Prend acte de l'arrêt du Tribunal fédéral 6B_1015/2023 du 28 juin 2024 annulant l'arrêt AARP/216/2023 du 15 juin 2023 et lui renvoyant la cause pour nouvelle décision. Reçoit l'appel formé par A______ contre le jugement JTDP/1243/2022 rendu le 10 octobre 2022 par le Tribunal de police dans la procédure P/7073/2019. L'admet. Annule ce jugement. Et statuant à nouveau : Déclare C______ coupable de lésions corporelles graves par négligence (art. 125 al. 2 CP). Condamne C______ à une peine pécuniaire de 100 jours-amende. Fixe le montant du jour-amende à CHF 100.-. Met C______ au bénéfice du sursis et fixe la durée du délai d'épreuve à trois ans (art. 42 et 44 CP). L'avertit de ce que, s'il devait commettre de nouvelles infractions durant le délai d'épreuve, le sursis pourrait être révoqué et la peine suspendue exécutée, cela sans préjudice d'une nouvelle peine (art. 44 al. 3 CP). Rejette les conclusions en indemnisation de C______ (art. 429 al. 1 CPP). Donne acte à A______ de la réserve de ses conclusions civiles. Condamne C______ aux frais de : - la procédure préliminaire et de première instance, qui s'élèvent à CHF 1'094.-, y compris un émolument de jugement de CHF 300.- (art. 426 al. 1 CPP) ; - les trois-quarts de la procédure d'appel avant renvoi par le Tribunal fédéral, par CHF 1'745.-, soit CHF 1'308.75 ; - les deux-tiers de la procédure d'appel postérieure audit renvoi, par CHF 1'445.-, y compris un émolument réduit de CHF 1'000.-, soit CHF 963.35. Rappelle que la rémunération de Me B______, conseil juridique gratuit de A______, a été fixée à CHF 4'359.75 (TVA comprise) pour la procédure préliminaire et de première instance puis CHF 1'765.20 (TVA comprise) pour celle d'appel antérieure au renvoi par le Tribunal fédéral.
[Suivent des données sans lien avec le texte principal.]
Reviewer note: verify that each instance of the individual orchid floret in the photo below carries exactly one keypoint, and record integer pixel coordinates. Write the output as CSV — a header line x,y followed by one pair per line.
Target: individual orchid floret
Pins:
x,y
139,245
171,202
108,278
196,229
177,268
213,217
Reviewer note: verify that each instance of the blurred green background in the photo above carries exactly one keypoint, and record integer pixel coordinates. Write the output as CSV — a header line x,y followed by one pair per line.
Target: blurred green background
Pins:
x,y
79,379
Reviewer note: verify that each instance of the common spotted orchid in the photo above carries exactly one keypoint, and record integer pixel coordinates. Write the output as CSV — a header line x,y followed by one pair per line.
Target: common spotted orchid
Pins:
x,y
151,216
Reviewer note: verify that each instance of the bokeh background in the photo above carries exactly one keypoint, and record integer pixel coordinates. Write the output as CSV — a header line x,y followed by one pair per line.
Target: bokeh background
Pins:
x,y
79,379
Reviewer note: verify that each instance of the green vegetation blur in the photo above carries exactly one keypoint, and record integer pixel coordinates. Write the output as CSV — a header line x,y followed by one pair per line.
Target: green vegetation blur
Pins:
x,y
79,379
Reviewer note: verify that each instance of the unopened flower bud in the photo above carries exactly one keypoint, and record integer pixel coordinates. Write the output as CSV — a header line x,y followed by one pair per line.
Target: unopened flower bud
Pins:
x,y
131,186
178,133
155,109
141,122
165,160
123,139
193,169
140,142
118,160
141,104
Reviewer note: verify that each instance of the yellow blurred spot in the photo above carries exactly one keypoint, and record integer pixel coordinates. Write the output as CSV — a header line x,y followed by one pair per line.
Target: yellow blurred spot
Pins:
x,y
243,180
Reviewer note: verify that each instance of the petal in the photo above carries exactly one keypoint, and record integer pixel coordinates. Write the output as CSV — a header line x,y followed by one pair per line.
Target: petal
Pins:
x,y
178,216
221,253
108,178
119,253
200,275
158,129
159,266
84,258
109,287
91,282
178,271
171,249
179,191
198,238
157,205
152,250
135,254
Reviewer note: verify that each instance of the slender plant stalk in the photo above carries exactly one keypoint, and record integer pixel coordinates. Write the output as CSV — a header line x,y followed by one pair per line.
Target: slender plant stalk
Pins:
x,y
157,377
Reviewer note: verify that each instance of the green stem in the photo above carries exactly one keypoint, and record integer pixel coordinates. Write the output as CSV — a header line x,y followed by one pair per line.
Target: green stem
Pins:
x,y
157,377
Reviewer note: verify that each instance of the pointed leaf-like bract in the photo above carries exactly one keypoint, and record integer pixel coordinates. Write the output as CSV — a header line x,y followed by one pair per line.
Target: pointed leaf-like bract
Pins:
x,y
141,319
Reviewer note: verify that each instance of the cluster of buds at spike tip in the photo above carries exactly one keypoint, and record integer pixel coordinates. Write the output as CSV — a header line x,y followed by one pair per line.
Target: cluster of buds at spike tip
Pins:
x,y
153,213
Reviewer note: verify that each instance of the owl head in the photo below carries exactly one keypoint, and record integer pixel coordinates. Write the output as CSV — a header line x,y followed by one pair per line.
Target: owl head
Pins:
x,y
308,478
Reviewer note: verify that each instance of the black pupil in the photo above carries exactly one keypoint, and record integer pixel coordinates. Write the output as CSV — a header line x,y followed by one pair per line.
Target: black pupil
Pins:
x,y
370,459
- 23/24 - P/7073/2019 Condamne C______ à payer à A______ la somme de CHF 1'929.60 en couverture de ses frais de défense pour la procédure d'appel consécutive audit renvoi. Notifie le présent arrêt aux parties. Le communique, pour information, au Tribunal de police.

La greffière : Ana RIESEN

La présidente : Gaëlle VAN HOVE e.r. Alessandra CAMBI FAVRE-BULLE

Indication des voies de recours :

Conformément aux art. 78 ss de la loi fédérale sur le Tribunal fédéral (LTF), le présent arrêt peut être porté dans les trente jours qui suivent sa notification avec expédition complète (art. 100 al. 1 LTF), par-devant le Tribunal fédéral (1000 Lausanne 14), par la voie du recours en matière pénale.

- 24/24 - P/7073/2019

ETAT DE FRAIS

COUR DE JUSTICE

Selon les art. 4 et 14 du règlement du 22 décembre 2010 fixant le tarif des frais et dépens en matière pénale (E 4 10.03).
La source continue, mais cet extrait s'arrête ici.